Chinese Cyberculture: Video Games Post – TA

Video games are increasingly becoming a spectator phenomenon.  Esports are the most obvious example of this, with large tournaments garnering tens of millions of viewers.  But this is just the tip of the iceberg when it comes to watching other people play video games.

The first thing many people ask about “watching games”, as I will put it, is “why watch someone else play when you could play the game yourself?“.  This isn’t an unreasonable question, especially considering that the most popular YouTube channels are Let’s Play channels.  Randy Kulman, with a PhD. in psychology from Kent State University, breaks the reasons down into three categories: skills boost, social connection, and entertainment.  To briefly summarize these categories, people watch games either to learn how to play them better, to have something to talk to their friends about, or simply to enjoy the same way they would a TV show or movie.  What makes watching games different from watching TV is the connection between creator and audience.  On YouTube, any viewer can leave comments on videos to engage with the video’s creator, and many creators respond to at least some of these commentors.  More popular creators also have separate systems for interacting with their audience, such as setting up Reddit channels or going to conventions to meet fans.
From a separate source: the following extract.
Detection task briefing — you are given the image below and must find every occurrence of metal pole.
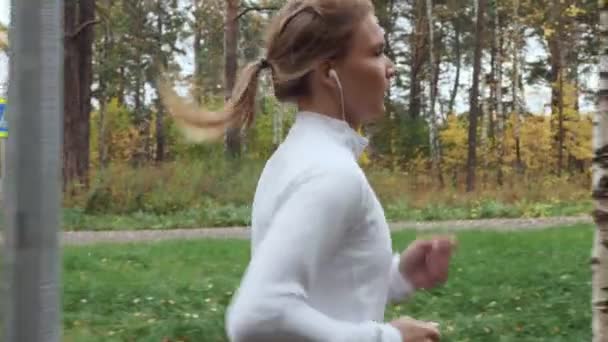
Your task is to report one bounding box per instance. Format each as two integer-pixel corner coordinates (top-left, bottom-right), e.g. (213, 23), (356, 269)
(0, 140), (5, 198)
(2, 0), (63, 341)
From the Let’s Play movement has spawned a more recent trend in streaming games.  Services like Twitch provide users with tools to create live streams of their play, allowing for immediate interaction between the creator and their audience.  Even YouTube recently started their own version of live streaming called YouTube Live.  These live streaming tools can even facilitate truly interactive games, such as Twitch Plays Pokemon (TPP).  In February of 2014, an anonymous Australian programmer set up an instance of Pokemon Red to respond to commands entered into Twitch’s chat system.  Essentially anyone viewing the stream had control of the player, but only for the brief moment when their command was processed (this is made worse by the delay between the chat and the stream).  Eventually the chaos of this system made certain sections nearly impossible to navigate, so a democracy system was introduced to take only the most common command every few seconds.  From the chaos of TPP emerged an immersive lore created entirely by the community.  You can find a brief overview in the video below, and read a bit in this post.

However, all of these examples come from the West.  In China, streaming is still mainly focused on Esports, especially professional gamers.  China has its own versions of Twitch, such as Douyu (斗鱼), with viewership numbers that far exceed those of Twitch and other streaming services, although these numbers are often treated with suspicion.  Still, the streaming service is a major market, and Tencent has recently looked into acquiring Douyu.  It seems unlikely that Chinese streaming will develop the same trends that Western streaming, especially since China lacks the Let’s Play culture which now dominates Western streaming.